Jones wore a Vols hat to Tech's 42-14 win Thursday against North Greenville. He said it was the first Golden Eagles football game that he had been to in a "very long time."

Another Vols fan and Cookeville resident, Scott Smith, attended his first Tennessee Tech game on Thursday to catch a glimpse of Rogers.

Both said they were likely to continue to follow the Golden Eagles and support Rogers.

"I'm disappointed in his actions," Smith said.

"He let the team down. He needs to straighten up, but you can't hold that against him. Hopefully he grows from it and moves on."

"I still support him as a fan," Jones said.

"Everyone has their challenges."

Still a Vol at heart

Rogers says that although his official ties with the UT football team have been terminated, he is still connected with many of his former teammates.

"I still talk to Justin (Hunter), Tyler (Bray), Rajion (Neal) and all those guys," Rogers said. "They're like my family there."

Rogers said he tuned in to see the Vols in their season-opening win over North Carolina State and hopes to make a trip to Knoxville to watch a game.

"I think the offense looked good," Rogers said. "I know people didn't expect to see that spread offense, and I know they didn't expect Cordarrelle (Patterson) to do what he did. It will be a good year for them, I feel."

Rogers wishes he had been there in Atlanta.
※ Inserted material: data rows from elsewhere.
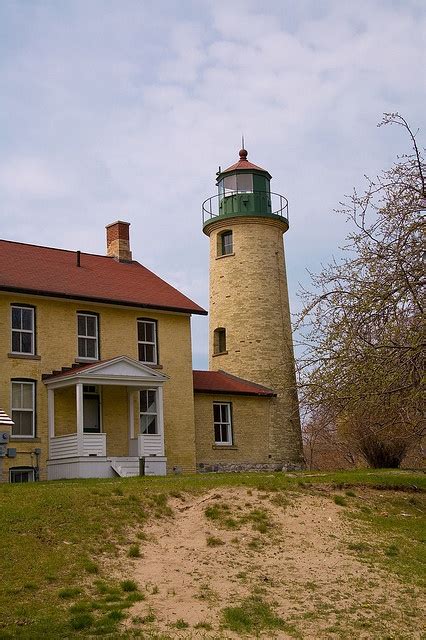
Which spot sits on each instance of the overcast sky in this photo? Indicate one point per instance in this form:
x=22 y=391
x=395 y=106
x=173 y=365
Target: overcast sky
x=123 y=109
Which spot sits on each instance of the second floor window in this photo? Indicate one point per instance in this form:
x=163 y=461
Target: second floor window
x=87 y=330
x=147 y=341
x=23 y=330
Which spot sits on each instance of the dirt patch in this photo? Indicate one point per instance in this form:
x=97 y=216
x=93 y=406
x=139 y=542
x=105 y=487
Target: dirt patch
x=290 y=550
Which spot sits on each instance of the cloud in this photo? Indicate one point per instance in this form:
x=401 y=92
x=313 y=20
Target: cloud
x=126 y=110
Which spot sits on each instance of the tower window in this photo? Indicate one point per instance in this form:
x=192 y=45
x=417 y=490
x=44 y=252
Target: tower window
x=225 y=245
x=219 y=340
x=222 y=422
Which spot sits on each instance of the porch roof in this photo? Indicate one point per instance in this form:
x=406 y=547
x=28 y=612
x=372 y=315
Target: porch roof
x=121 y=370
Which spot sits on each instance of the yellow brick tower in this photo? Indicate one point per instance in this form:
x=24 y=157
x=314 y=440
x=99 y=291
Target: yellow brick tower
x=250 y=330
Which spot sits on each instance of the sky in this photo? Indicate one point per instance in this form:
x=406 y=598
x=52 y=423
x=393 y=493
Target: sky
x=124 y=109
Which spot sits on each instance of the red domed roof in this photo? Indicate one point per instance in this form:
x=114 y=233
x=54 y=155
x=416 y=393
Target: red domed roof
x=243 y=164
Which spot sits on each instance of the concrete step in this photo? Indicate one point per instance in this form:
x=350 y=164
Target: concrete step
x=125 y=467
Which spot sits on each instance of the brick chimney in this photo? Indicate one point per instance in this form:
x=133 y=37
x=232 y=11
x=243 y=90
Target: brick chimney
x=118 y=243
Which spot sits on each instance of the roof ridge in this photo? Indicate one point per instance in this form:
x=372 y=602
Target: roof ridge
x=233 y=377
x=43 y=246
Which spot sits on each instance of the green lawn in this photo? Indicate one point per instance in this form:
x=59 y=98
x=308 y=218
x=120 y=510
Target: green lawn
x=57 y=538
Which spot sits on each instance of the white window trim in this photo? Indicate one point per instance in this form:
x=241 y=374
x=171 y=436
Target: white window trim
x=14 y=435
x=147 y=342
x=228 y=423
x=87 y=314
x=31 y=331
x=21 y=469
x=151 y=413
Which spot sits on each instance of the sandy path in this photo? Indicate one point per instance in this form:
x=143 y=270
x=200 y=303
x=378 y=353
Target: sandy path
x=301 y=565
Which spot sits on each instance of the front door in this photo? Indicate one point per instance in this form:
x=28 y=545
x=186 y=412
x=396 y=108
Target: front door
x=91 y=413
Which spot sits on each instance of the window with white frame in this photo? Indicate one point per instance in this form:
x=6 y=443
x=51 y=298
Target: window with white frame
x=222 y=420
x=147 y=341
x=23 y=338
x=225 y=245
x=148 y=416
x=23 y=409
x=87 y=335
x=219 y=340
x=21 y=474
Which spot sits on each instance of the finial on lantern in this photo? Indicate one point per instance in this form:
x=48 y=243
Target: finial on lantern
x=243 y=153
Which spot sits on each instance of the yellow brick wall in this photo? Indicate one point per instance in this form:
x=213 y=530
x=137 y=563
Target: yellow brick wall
x=250 y=426
x=249 y=298
x=56 y=339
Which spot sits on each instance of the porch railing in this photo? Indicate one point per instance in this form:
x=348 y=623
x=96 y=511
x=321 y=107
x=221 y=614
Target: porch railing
x=94 y=444
x=146 y=445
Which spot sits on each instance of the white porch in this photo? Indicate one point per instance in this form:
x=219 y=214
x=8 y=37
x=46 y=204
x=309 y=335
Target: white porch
x=82 y=454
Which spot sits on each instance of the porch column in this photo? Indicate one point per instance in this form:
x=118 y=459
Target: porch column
x=80 y=421
x=51 y=417
x=160 y=416
x=131 y=398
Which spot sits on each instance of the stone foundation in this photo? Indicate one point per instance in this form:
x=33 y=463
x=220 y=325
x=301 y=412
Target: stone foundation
x=246 y=466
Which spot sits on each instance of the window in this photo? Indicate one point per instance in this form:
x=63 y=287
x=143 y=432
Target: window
x=148 y=412
x=147 y=341
x=23 y=414
x=21 y=474
x=219 y=340
x=23 y=330
x=87 y=332
x=222 y=423
x=225 y=246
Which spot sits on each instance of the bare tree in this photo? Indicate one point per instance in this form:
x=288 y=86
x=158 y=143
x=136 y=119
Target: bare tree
x=363 y=322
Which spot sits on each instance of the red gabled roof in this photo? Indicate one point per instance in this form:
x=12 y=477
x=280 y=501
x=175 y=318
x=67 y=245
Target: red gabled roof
x=222 y=382
x=46 y=271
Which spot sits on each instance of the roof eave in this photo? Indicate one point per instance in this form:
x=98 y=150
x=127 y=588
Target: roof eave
x=126 y=303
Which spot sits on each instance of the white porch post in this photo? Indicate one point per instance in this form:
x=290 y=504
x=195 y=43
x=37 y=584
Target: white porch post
x=161 y=417
x=51 y=417
x=131 y=396
x=79 y=404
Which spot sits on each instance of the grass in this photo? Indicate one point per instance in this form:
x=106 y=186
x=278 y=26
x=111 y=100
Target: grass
x=74 y=528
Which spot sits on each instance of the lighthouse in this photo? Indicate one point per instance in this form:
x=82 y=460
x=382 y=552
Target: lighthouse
x=249 y=329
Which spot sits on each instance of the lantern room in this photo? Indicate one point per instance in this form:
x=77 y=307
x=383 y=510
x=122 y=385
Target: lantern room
x=244 y=190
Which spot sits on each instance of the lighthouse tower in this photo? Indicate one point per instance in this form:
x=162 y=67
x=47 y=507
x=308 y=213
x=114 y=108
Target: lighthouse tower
x=250 y=330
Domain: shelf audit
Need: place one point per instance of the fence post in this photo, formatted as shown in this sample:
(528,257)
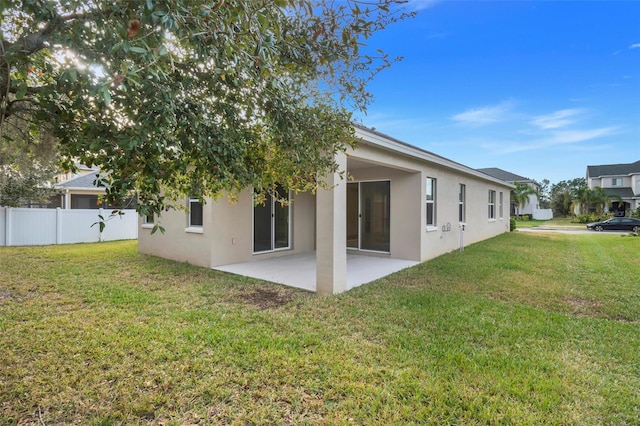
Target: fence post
(3,223)
(58,225)
(7,229)
(101,236)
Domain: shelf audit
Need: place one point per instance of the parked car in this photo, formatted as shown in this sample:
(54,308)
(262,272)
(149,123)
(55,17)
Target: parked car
(616,224)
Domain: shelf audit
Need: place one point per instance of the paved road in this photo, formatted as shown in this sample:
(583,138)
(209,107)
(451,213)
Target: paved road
(570,231)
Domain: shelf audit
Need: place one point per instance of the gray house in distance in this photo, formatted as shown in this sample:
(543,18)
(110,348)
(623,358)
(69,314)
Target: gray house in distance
(532,206)
(619,181)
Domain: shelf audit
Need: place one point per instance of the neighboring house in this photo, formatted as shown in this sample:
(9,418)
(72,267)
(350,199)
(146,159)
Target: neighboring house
(400,202)
(73,190)
(532,206)
(80,192)
(621,182)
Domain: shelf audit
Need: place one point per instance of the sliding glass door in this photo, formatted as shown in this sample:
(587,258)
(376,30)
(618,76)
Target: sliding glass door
(271,223)
(368,216)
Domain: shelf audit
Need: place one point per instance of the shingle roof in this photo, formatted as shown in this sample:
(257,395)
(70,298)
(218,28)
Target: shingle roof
(83,181)
(613,169)
(504,175)
(619,192)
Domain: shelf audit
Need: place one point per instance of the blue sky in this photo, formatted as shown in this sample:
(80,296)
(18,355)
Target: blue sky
(538,88)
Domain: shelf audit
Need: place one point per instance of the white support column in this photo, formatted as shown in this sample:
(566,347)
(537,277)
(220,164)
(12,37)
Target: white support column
(58,225)
(8,227)
(331,234)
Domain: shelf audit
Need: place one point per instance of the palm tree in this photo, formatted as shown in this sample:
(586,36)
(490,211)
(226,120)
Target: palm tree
(602,200)
(582,199)
(520,195)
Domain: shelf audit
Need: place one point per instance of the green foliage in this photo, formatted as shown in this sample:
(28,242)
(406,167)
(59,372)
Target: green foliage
(520,195)
(27,163)
(590,217)
(180,97)
(18,186)
(563,194)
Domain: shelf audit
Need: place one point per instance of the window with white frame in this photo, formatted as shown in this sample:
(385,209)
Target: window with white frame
(431,202)
(492,204)
(462,195)
(195,213)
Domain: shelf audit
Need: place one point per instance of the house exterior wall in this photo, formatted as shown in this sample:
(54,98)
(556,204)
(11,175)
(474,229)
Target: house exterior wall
(179,242)
(607,182)
(318,222)
(410,238)
(233,229)
(227,233)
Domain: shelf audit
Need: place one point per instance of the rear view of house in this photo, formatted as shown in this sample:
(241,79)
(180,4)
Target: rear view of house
(399,203)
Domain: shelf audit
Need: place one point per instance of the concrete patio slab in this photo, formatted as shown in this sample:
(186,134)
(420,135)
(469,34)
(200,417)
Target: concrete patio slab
(299,270)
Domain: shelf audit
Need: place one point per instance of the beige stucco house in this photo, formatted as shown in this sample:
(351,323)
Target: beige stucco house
(400,202)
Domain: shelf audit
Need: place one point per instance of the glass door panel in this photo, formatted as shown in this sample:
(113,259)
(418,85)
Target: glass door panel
(271,223)
(353,213)
(262,226)
(375,209)
(281,221)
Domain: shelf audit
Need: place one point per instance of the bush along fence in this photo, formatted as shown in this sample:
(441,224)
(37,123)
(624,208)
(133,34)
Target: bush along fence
(25,227)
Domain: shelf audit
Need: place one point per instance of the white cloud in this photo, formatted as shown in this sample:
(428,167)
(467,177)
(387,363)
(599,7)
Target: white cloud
(558,138)
(422,4)
(555,120)
(484,115)
(575,136)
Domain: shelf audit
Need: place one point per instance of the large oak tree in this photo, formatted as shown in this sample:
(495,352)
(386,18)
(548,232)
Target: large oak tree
(182,97)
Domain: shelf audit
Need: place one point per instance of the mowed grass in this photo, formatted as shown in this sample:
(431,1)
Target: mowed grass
(519,329)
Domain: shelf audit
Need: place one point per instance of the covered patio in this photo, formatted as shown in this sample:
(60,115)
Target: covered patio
(299,270)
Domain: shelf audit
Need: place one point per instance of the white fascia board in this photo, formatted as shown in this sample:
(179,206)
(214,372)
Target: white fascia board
(82,189)
(403,148)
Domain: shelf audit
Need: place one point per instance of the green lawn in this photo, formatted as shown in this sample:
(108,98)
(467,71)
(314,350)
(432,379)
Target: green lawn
(520,329)
(559,222)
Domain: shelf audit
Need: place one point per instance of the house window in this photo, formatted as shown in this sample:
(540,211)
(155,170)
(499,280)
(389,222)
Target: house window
(431,202)
(462,195)
(492,204)
(195,213)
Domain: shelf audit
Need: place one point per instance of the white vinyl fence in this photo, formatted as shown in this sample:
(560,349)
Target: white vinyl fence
(27,227)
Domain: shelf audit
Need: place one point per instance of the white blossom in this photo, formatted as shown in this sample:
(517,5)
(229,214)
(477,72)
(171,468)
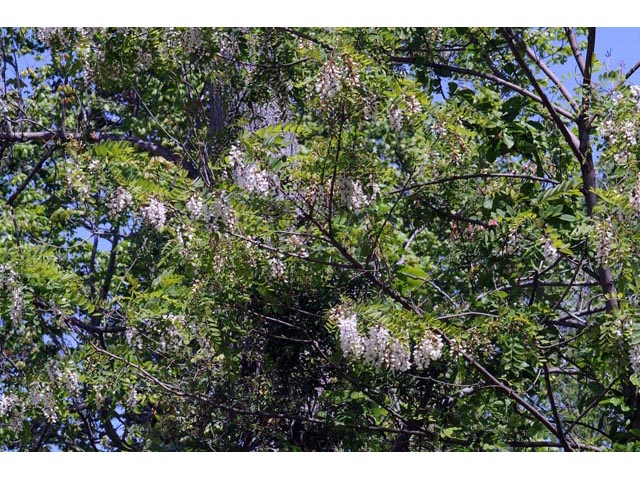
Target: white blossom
(277,267)
(348,193)
(328,83)
(195,207)
(132,398)
(71,380)
(375,345)
(6,403)
(413,105)
(120,200)
(430,348)
(370,108)
(605,239)
(9,280)
(634,358)
(396,116)
(235,155)
(220,212)
(351,342)
(549,251)
(634,196)
(251,178)
(397,357)
(155,213)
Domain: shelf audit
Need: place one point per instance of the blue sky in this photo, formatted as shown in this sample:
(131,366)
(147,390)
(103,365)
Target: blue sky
(623,44)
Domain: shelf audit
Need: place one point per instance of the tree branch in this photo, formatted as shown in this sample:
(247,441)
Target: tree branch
(575,48)
(486,76)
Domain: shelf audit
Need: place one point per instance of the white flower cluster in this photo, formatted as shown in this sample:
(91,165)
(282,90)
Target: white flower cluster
(348,193)
(430,348)
(549,251)
(396,116)
(328,82)
(132,398)
(46,35)
(350,340)
(370,108)
(249,176)
(378,347)
(332,76)
(277,267)
(69,378)
(195,207)
(413,105)
(220,211)
(606,240)
(155,213)
(298,244)
(9,280)
(410,106)
(634,358)
(120,200)
(41,397)
(7,403)
(634,196)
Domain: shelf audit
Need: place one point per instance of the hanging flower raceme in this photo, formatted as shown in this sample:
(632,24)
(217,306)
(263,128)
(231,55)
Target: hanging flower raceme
(378,347)
(155,213)
(249,176)
(549,251)
(430,348)
(195,207)
(349,193)
(120,200)
(351,342)
(634,359)
(9,281)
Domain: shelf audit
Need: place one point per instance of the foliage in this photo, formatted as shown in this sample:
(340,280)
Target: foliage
(317,239)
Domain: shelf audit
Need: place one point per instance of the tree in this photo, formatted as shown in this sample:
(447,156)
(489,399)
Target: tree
(317,239)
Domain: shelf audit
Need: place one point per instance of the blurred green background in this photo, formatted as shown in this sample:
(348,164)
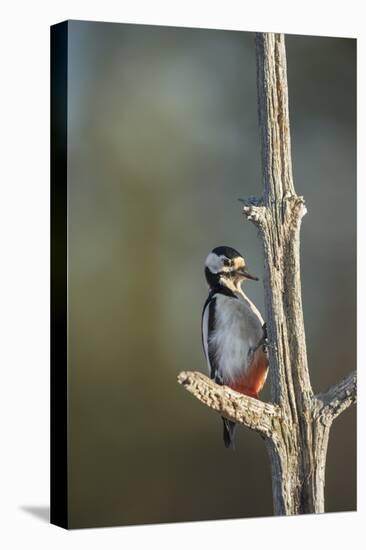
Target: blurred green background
(163,140)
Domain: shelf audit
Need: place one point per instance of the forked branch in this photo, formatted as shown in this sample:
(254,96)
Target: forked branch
(339,397)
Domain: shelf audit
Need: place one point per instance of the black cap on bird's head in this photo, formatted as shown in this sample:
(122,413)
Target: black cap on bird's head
(225,265)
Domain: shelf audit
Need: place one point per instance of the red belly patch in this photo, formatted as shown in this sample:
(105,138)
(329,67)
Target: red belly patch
(252,381)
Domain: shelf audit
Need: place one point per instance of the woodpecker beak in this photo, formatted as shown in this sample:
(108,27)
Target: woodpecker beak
(247,275)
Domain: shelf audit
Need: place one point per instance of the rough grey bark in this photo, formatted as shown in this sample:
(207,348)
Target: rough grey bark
(296,425)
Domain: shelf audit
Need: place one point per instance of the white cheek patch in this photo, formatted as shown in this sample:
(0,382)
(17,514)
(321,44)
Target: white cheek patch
(239,263)
(214,263)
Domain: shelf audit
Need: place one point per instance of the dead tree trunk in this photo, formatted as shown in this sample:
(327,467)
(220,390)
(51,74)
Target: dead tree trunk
(296,425)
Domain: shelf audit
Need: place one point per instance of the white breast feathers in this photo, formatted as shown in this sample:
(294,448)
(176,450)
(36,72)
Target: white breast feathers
(238,329)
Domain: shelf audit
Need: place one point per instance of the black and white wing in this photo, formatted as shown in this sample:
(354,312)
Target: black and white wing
(207,329)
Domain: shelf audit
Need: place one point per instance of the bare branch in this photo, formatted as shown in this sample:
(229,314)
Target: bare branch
(254,414)
(338,397)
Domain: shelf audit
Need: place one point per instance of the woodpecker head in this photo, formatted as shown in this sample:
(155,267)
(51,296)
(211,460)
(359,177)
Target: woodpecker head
(226,266)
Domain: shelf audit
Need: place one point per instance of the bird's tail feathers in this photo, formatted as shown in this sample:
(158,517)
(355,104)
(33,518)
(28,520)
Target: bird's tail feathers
(229,433)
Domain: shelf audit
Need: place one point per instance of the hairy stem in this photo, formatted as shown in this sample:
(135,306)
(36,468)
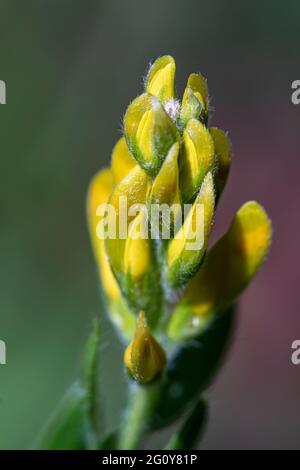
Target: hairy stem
(134,425)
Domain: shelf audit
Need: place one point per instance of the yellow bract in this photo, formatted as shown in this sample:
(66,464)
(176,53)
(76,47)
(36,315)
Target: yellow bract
(232,262)
(129,192)
(144,357)
(149,131)
(144,135)
(166,184)
(197,157)
(182,254)
(98,193)
(197,84)
(137,248)
(160,78)
(122,162)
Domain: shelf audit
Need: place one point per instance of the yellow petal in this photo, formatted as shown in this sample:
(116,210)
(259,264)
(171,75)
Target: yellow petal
(186,250)
(198,85)
(130,191)
(232,262)
(160,78)
(197,158)
(122,162)
(165,186)
(144,357)
(98,193)
(223,152)
(149,132)
(137,249)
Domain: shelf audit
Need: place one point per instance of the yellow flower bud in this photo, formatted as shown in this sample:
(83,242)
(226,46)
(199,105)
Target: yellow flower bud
(98,193)
(122,162)
(160,78)
(186,250)
(144,357)
(195,100)
(198,158)
(223,153)
(149,131)
(137,248)
(131,190)
(227,270)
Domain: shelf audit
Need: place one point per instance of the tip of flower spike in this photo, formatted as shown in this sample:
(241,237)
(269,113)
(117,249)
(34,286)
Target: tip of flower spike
(160,78)
(144,357)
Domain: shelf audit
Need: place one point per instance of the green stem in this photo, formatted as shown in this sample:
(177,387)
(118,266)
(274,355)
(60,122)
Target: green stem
(134,425)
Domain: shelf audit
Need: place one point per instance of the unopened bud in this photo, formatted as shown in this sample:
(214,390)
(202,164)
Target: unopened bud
(144,357)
"After you've been waiting ever since last year the first day you heard, 'Oh, we're opening up the season in the (Georgia) Dome, at my house, where I've lost two state championships,' you were dying for that game to come along. But then it had to end.

"I was just watching and supporting, wishing I was out there with those guys. But you know, everything happens for a reason, and I'm glad to be here with great guys."